To be fair, Bass has great range for a big man as well, shooting 49.4 percent on two-point jumpers from beyond 17 feet, according to Synergy Sports Technology; it's not as though his range is particularly limited.

And there is the human component to consider, of course. Early this season, Van Gundy occasionally started Anderson at power forward and moved Lewis to small forward based on matchups, but Anderson failed to impress the coach and soon fell out of the rotation, opening the door for Bass to eventually take the full-time starting role. As a result of his uninspiring starts, Anderson owns the distinction of averaging more minutes per game off the bench (18) than as a starter (10.8).
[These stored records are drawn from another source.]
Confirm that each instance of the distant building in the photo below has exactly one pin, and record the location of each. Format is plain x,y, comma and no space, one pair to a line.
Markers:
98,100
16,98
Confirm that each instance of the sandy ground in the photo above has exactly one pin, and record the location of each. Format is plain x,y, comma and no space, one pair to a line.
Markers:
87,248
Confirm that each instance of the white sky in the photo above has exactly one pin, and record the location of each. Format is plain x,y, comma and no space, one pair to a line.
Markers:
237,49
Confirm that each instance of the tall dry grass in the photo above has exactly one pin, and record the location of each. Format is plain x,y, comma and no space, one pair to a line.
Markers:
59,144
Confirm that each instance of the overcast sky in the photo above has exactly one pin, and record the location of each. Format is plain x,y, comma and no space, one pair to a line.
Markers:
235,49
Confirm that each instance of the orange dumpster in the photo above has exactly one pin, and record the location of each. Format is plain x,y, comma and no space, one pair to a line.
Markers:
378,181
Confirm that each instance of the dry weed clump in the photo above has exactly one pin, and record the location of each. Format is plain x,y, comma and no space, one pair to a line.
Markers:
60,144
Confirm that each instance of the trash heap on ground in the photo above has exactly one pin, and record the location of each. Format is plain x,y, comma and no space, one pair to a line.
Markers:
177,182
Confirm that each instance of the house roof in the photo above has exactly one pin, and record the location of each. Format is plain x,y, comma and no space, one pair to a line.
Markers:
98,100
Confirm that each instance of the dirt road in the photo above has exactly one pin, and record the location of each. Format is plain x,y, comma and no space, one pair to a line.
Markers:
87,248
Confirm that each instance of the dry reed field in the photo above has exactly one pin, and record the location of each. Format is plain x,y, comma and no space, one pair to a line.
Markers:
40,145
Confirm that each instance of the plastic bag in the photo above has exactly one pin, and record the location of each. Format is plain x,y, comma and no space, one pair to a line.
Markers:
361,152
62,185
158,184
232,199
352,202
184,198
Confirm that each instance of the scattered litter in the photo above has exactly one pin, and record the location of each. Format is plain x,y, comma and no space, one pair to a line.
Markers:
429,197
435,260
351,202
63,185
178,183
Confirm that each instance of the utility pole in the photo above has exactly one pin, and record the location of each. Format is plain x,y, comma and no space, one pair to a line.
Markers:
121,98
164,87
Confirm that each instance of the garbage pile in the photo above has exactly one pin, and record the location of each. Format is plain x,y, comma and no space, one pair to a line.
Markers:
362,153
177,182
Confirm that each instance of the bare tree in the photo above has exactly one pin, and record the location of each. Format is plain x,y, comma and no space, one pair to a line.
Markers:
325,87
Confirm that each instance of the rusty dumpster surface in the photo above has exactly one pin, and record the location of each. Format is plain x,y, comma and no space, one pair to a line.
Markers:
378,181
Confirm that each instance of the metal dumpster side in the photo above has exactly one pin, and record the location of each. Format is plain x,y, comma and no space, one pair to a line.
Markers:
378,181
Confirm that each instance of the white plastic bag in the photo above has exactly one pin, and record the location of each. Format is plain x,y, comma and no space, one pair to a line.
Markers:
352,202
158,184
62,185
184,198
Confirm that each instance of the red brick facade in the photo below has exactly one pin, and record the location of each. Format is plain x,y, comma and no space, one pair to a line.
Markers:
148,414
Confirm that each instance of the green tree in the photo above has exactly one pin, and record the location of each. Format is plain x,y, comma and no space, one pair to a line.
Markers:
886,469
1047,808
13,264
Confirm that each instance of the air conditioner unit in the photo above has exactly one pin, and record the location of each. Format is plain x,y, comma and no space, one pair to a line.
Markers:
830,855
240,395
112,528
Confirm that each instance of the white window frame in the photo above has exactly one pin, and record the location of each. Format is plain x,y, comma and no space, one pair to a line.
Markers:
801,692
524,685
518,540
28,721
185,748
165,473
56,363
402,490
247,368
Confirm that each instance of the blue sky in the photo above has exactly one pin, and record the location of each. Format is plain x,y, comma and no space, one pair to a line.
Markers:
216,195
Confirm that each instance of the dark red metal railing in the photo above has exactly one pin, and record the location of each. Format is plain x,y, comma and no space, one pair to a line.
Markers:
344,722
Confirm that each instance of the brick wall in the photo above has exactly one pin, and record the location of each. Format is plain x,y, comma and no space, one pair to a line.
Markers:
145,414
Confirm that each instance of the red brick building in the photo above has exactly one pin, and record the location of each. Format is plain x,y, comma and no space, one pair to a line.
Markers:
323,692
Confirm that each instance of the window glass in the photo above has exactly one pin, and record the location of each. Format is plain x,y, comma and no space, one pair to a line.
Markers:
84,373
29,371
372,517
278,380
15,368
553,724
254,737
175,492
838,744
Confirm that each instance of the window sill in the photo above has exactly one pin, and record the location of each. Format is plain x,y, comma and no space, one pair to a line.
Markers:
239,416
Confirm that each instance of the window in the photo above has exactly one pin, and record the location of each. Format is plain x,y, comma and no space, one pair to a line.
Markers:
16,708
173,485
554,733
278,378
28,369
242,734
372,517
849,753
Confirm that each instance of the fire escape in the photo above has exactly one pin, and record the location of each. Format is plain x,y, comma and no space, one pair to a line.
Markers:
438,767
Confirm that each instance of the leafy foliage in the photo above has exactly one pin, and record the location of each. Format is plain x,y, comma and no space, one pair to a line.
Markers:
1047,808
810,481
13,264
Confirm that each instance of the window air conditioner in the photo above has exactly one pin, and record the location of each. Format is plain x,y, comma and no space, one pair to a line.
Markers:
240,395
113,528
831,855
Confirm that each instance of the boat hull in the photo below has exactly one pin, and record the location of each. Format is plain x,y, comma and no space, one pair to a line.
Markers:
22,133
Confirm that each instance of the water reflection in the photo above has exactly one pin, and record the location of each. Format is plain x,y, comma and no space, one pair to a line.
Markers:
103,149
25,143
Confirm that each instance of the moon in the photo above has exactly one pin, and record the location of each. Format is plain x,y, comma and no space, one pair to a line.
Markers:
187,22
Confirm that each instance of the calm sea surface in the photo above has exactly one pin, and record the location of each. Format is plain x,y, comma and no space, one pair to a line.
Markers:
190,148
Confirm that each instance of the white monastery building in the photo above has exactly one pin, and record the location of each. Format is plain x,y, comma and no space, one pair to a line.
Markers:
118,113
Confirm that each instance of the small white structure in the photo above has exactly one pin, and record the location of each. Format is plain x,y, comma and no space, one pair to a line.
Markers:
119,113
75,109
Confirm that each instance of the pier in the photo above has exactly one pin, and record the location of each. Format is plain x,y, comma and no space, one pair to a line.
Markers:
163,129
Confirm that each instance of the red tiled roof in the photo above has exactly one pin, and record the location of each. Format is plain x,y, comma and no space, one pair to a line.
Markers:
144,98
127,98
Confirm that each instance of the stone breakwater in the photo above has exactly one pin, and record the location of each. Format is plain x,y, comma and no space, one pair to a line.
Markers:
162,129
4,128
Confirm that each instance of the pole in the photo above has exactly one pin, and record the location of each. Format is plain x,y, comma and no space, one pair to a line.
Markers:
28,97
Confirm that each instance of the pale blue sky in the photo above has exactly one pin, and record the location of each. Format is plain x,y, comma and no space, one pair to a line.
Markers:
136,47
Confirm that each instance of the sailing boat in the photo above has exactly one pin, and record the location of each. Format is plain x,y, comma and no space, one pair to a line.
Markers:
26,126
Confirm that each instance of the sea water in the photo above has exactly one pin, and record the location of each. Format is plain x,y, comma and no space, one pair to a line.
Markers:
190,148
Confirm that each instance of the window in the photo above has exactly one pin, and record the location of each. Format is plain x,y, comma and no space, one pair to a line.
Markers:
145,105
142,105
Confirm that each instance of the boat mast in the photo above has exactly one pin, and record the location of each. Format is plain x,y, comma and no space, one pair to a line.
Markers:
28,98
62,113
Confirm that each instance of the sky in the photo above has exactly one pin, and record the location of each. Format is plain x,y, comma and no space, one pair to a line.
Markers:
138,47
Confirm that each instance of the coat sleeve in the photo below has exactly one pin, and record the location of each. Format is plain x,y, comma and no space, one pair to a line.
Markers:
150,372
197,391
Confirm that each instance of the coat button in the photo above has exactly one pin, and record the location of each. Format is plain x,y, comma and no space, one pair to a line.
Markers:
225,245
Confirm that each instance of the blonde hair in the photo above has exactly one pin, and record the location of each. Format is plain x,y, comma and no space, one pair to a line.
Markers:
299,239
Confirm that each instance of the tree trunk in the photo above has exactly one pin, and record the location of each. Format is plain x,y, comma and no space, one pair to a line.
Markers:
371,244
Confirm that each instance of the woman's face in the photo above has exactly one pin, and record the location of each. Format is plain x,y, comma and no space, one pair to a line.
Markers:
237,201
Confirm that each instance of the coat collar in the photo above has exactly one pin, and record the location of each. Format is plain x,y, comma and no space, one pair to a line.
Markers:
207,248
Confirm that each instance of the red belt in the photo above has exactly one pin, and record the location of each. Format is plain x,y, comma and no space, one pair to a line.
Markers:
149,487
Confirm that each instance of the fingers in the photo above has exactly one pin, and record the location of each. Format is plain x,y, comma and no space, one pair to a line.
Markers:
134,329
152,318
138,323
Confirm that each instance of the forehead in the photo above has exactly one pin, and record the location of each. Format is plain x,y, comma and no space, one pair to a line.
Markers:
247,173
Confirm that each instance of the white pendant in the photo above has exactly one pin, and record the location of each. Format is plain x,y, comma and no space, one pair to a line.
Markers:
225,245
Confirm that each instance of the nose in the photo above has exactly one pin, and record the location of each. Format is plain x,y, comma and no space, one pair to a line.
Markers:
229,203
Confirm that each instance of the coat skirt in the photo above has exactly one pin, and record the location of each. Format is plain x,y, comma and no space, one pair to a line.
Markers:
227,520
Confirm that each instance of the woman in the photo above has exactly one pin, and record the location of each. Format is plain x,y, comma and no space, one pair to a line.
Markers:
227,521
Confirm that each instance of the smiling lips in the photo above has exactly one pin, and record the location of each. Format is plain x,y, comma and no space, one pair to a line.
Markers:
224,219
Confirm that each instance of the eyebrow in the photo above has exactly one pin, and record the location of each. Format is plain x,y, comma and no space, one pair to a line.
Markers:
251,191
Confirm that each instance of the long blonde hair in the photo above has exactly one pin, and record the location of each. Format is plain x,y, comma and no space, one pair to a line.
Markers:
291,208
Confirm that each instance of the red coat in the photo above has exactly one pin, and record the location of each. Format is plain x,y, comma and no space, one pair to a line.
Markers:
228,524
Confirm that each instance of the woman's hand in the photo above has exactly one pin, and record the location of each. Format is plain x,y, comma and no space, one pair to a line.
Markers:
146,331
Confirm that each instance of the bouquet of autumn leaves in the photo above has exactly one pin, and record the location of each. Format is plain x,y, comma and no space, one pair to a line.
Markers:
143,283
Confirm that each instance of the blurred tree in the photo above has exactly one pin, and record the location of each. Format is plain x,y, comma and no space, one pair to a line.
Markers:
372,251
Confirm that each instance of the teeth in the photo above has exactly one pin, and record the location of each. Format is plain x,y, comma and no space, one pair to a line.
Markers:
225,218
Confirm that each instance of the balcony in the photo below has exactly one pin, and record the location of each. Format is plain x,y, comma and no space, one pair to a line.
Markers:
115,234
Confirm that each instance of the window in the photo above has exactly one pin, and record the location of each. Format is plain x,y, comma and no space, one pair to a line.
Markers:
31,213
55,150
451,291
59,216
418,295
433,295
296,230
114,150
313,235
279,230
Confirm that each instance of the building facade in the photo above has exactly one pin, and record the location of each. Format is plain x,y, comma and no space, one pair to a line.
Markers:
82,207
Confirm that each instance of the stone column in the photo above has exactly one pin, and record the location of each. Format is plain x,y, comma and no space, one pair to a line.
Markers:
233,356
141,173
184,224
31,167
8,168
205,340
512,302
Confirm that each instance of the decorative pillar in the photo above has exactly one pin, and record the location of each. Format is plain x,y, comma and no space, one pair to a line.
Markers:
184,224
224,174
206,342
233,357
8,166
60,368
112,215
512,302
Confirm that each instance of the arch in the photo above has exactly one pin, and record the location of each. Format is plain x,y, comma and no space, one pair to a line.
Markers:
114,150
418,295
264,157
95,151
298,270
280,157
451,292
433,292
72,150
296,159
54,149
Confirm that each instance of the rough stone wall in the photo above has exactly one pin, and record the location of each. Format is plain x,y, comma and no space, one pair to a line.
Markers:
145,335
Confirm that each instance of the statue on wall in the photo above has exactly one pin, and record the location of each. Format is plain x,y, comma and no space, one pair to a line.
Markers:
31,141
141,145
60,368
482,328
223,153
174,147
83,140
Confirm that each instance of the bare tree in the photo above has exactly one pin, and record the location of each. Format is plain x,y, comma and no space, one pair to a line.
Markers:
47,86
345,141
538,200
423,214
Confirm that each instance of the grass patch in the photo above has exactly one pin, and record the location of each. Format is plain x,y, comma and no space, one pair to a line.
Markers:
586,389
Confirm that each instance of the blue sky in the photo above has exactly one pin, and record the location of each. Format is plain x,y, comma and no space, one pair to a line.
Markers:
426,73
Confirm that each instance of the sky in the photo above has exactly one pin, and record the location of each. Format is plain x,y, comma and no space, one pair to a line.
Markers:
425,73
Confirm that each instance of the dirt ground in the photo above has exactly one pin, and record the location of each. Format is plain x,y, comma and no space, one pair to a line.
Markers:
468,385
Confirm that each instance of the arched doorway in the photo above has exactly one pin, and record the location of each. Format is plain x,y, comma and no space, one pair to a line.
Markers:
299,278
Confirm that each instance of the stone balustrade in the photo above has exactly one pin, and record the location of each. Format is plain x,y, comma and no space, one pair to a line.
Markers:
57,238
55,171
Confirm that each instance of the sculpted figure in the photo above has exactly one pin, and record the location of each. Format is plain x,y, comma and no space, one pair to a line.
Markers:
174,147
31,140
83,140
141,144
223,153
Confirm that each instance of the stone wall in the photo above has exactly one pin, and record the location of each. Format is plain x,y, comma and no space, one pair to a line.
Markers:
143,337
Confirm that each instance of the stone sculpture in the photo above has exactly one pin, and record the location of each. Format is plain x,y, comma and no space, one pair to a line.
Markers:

I've gone pretty far afield here, once again discussing Bass and Anderson relative to one another rather than on their own merits. The original focus was on the Magic's poor play in the first quarters, and that's the subject to which I now return in order to wrap this up. Orlando has to get more, on both ends, from its players at the start of games. Rotating Anderson into the starting lineup may help, but it's only one potential solution. Simply coming out and playing harder, with more purpose and a sharper focus, would help the Magic achieve their full potential. That they have, on average, outscored their opponents by 10.6 points in the final three quarters of their games since the trades indicates they have the talent, on both sides of the ball, to become a true NBA juggernaut.